English started playing at a young age in his native South Africa, becoming a regular in jam sessions at Swingers Jazz Club in Cape Town, whilst still at High School. He graduated with an Honours Degree in Music from the University of Cape Town, shortly after winning a number of awards, before studying at the Norwegian State Academy of Music, and then on to Atlanta to complete his Masters at Georgia State.
Whilst in Atlanta English has benefited not only from mentoring in the academic sense, but also in reaching out to local musicians, performing at jam sessions and picking up tours and gigs. Many of these musicians feature on the album. The core group is English on trumpet, Billy Thornton on upright Bass, Chris Burroughs on drums and Kenny Banks Jr on piano with guests Carmen Stratford, Greg Tardy, Russell Gunn and his mentor, Joe Gransden.
Overall I find the album to be a little bit frustrating; my reaction to it depends on which side of the album’s tagline the music falls, positive in the case of the suite for Nelson Mandela, which I really enjoyed, and the “other works”, which I found less satisfying.
The three compositions English has written and arranged for the tribute to Nelson Mandela do indeed share a common narrative. They are bright, modern arrangements, and two of them, the title track and “The Birth” are the real highlights of the album for me. Both fizz with energy, decorated with flowing, complex melodies and euphoric changes of rhythm and tempo. English’s playing is expressive over these two tracks, especially “The Birth” where he really opens up during the first half. I like that English does not rely on the super catchy piano/bass hook played over the first few bars, using it as a stepping point to expand and develop the composition. It is a perfect moment though and one I can listen to over and over again. Tardy’s sax solo in the second half is wonderfully intense, building in to a Coltrane/Tyner-esque attack on the eardrums.

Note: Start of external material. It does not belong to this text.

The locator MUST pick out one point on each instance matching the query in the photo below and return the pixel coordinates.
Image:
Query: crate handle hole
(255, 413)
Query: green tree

The album’s opener, “Imagine Nation” features some fantastic piano playing by Kenny Banks Jr., but the solo in particular is wonderfully dexterous, emotionally rich and expressive.
Of the three tracks in the Suite, “Pledge for Peace” works the least well for me. It features excerpts from an interview with Mandela over a plaintive cinematic soundscape, English playing without a mouthpiece to create a different tone. Perhaps it’s Mandela’s inspirational words but I don’t find myself as lifted by the music.
By contrast to the Suite, the “other works” are more firmly rooted in the music of the past, in bebop and the jazz standards. In fact, other works seems a misnomer, as they comprise the majority of the album, seven tracks in all. Of these, five are covers, “What a Little Moonlight Can Do (To You)” and “Skylark” featuring Carmen Bradford honeyed vocals, “Body and Soul” “Bebop” and “Cherokee”.
Whilst these arrangements are perfectly pleasant, they seem at odds with the contemporary flair of the Suite, and therefore for me the balance of the album feels wrong. As a first album however it shows potential and I hope Darren will let his own compositions shine more on future releases.